Most are merely “passengers”, says Dr Lucy van Dorp, an expert in the evolution of pathogens at University College London (UCL).

“Mutations are in fact rarely a bad thing,” she explains.

“The very vast majority of mutations which we observe in genomes of Sars-CoV-2 are there as passengers.

“They don’t change the behaviour of the virus, they are just carried along.”

But every once in a while, a virus strikes lucky by mutating in a way that positively affects its ability to survive and reproduce.

“Viruses carrying these mutations can then increase in frequency due to natural selection, given the right epidemiological settings,” Dr van Dorp says.

There is now a frantic push to work out if this is the case for the new UK variant (B.1.1.7 or VUI-202012/01), which appears to be spreading unusually fast.

Mutations in the gene that encodes the spike protein, which the virus uses to latch on to and enter human cells, are particularly worrisome.

Some have been reported before, but not in the same precise number and combination.

The variant has 14 mutations that cause a change in protein building blocks (amino acids) and three deletions (missing bits of genetic code).

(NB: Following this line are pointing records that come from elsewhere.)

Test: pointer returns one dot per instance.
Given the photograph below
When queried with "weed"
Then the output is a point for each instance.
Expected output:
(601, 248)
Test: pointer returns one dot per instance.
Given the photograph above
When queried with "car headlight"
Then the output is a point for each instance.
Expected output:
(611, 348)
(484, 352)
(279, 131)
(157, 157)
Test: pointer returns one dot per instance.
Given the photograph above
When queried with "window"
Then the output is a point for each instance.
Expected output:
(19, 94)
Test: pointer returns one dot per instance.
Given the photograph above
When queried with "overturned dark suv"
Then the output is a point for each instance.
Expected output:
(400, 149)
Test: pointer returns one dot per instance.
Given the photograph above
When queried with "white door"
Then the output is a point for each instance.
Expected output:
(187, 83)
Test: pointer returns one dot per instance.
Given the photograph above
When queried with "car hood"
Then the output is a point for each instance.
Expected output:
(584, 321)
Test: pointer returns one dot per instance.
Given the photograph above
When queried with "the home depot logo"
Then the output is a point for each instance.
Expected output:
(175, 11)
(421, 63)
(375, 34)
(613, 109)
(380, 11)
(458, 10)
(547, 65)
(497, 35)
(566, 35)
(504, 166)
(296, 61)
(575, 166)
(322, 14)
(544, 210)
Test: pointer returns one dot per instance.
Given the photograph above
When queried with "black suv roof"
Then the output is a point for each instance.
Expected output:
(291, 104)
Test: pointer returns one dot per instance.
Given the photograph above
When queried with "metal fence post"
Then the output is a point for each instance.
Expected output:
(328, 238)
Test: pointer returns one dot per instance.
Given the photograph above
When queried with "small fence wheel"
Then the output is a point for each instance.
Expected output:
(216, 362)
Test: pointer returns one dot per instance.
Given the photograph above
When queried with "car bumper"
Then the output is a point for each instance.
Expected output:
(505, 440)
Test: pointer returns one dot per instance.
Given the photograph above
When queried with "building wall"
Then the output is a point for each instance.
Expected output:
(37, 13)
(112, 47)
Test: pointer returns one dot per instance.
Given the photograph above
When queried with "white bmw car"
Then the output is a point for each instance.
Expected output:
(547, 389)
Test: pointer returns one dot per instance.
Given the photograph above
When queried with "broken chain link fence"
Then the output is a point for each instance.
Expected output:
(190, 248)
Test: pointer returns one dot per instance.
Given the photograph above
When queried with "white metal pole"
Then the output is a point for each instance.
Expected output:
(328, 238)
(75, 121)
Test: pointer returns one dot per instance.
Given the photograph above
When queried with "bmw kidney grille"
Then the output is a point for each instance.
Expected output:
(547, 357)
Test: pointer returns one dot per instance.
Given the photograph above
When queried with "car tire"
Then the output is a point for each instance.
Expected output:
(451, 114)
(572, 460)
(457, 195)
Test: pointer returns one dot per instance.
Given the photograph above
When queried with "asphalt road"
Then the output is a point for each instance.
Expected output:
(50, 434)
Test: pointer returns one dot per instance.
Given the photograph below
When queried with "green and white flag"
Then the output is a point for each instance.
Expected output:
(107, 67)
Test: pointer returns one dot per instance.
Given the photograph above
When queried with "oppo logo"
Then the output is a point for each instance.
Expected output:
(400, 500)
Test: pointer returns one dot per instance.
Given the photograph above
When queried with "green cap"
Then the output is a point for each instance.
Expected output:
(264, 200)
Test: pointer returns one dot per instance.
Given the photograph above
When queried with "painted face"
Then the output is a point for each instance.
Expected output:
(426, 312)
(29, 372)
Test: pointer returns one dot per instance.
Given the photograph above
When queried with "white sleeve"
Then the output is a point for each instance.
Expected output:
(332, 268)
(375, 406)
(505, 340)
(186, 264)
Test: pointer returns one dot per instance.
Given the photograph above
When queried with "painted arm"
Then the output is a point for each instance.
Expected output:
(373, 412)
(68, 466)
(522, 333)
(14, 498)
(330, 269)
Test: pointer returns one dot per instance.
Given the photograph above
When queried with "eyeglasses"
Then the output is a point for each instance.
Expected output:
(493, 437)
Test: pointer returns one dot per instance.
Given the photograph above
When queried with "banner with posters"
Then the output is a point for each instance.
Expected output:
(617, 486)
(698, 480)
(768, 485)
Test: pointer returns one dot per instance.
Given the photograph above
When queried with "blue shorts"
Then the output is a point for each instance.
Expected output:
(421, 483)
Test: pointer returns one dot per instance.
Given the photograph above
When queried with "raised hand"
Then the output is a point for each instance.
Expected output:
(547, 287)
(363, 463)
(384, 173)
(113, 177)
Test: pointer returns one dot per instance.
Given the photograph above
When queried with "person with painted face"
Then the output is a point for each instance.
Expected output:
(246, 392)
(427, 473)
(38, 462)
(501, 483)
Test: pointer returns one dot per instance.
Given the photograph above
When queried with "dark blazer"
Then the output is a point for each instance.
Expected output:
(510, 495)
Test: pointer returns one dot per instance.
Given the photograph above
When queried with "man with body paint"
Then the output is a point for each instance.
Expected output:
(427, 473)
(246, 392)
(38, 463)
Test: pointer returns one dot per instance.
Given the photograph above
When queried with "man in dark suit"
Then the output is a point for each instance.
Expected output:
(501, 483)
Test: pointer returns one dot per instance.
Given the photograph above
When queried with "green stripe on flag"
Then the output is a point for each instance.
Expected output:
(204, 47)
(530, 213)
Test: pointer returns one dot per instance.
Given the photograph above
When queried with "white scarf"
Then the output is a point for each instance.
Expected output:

According to the World Health Organization (WHO), some may influence how fast the virus spreads.

  • One mutation in the spike protein (known as N501Y) has been reported before in other countries but not in the same combination and number of mutations, suggesting the same mutation has evolved several times and may be important in some way

  • Another mutation in the spike protein (P681H) is thought to be of “biological significance”, according to the WHO

  • A deletion (at position 69-70) has been linked in the past to mink farm outbreaks and in patients with weakened immune systems who can incubate the virus for several months

The deletion may give some clues to how the variant evolved, perhaps in a patient with a weakened immune system who was unable to fight off the virus enabling it to linger in the body for several months, accumulating mutations along the way.

“The current thinking is it’s evolved so many mutations in the context of a chronic infection,” says Prof David Robertson of the University of Glasgow, who is part of the Cog UK (Covid-19 Genomics UK Consortium), which has analysed the UK variant.

Mink, Denmark
Mink outbreaks are a “spillover” from the human pandemic

A connection with mink is thought highly unlikely. “There’s no evidence mink, or any other animals, are involved but it seems sensible not to rule it out,” says Prof Robertson.

Scientists are now hurrying to find out more about the mutations seen in the UK variant, which has also been spotted in Australia, Denmark, Italy, Iceland and the Netherlands.

A similar variant found in South Africa, with some of the same mutations, is also causing concern.

There are strong suspicions both variants may be spreading faster than expected, but this is still unclear.

Hundreds of thousand of viral genomes have been analysed across the world

Sars-CoV-2 has been at the heart of an unprecedented international scientific effort since early January, when researchers in China released the first genome sequence.

Scientists have now sequenced over 250,000 Sars-CoV-2 genomes, which have been shared on open data platforms.

By taking a swab from an infected patient, the genetic code of the virus can be extracted and amplified before being “read” using a sequencer.

The string of letters, or nucleotides, allows genomes and mutations to be compared.

“It is thanks to these efforts, and UK testing laboratories, that the UK variant has been flagged so quickly as a potential cause of concern,” Dr van Dorp says.

Scientific information is now being shared at an astonishing rate.

A key question is whether the mutations might have implications for the effectiveness of vaccines, although many experts consider this unlikely, at least in the short term.

“This will become increasingly important as vaccines are rolled out so that any plausible candidates can be identified early, followed up and tracked,” Dr van Dorp says.

“Longer-term we may be required to reassess the composition of the vaccine and its delivery strategy, so these efforts will be vital. Though for now, it is too early to say.”